La décision du ministre des relations avec le Parlement, Laurent Panifous, de reporter une réception après l'adoption du texte relatif au droit de l'aide à mourir a suscité de vives réactions chez les politiques, selon BFM - Politique. Cette réception, qui devait avoir lieu le 15 juillet prochain, avait été perçue comme une célébration de l'adoption de ce texte, ce qui a été vivement critiqué par plusieurs personnalités politiques.

Le ministre avait lancé des invitations à cette réception au sein de son ministère, mais rapidement, il a été accusé de manque de retenue face à la gravité du sujet.
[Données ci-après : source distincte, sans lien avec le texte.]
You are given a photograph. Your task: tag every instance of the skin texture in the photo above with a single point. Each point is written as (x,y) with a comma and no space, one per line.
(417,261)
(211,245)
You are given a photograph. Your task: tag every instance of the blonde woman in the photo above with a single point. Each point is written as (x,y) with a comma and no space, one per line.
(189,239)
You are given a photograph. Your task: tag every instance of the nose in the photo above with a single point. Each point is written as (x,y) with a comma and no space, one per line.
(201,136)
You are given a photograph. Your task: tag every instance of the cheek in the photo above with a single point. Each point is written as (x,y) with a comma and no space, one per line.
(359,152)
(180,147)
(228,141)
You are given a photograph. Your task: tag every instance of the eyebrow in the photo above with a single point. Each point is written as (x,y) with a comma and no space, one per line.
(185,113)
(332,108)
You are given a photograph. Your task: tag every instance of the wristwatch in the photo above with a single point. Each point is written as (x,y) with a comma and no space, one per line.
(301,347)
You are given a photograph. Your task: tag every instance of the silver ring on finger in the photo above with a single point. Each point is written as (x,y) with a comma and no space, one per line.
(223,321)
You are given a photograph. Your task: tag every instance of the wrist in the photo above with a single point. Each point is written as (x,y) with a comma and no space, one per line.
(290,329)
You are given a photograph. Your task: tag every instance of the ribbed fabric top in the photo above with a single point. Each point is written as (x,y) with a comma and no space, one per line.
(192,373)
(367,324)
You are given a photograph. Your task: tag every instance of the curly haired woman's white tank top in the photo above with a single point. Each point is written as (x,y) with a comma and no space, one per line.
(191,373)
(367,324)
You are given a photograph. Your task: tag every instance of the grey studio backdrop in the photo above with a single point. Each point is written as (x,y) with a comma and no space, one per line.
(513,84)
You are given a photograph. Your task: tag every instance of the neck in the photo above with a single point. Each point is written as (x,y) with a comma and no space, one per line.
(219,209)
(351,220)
L'invitation, qui avait été relayée par le Conseil économique, social et environnemental (Cese), évoquait un « cocktail de célébration de l'adoption de la loi relative au droit de l'aide à mourir » et promettait la prise en charge des frais de transport et d'hébergement pour les participants.

Ce qu'il faut retenir

  • Le ministre Laurent Panifous a décidé de reporter une réception après l'adoption du texte sur la fin de vie.
  • L'invitation à cette réception avait été perçue comme une célébration de l'adoption de ce texte.
  • Plusieurs personnalités politiques, dont Bruno Retailleau et Philippe Juvin, ont critiqué cette décision.
  • Le ministre a assuré qu'il n'avait jamais été question de célébrer l'adoption de ce texte, mais plutôt de rencontrer les membres de la convention citoyenne sur la fin de vie.

Les réactions politiques

Les critiques envers le ministre Laurent Panifous ont été nombreuses. Bruno Retailleau a déclaré être « profondément choqué » par cette décision, estimant que « mourir dans la dignité » ne signifiait pas « fêter au champagne une loi qui touche à la souffrance et à la mort des plus fragiles ». Il a également souligné que ces sujets « appellent le respect, l’humilité et la gravité ».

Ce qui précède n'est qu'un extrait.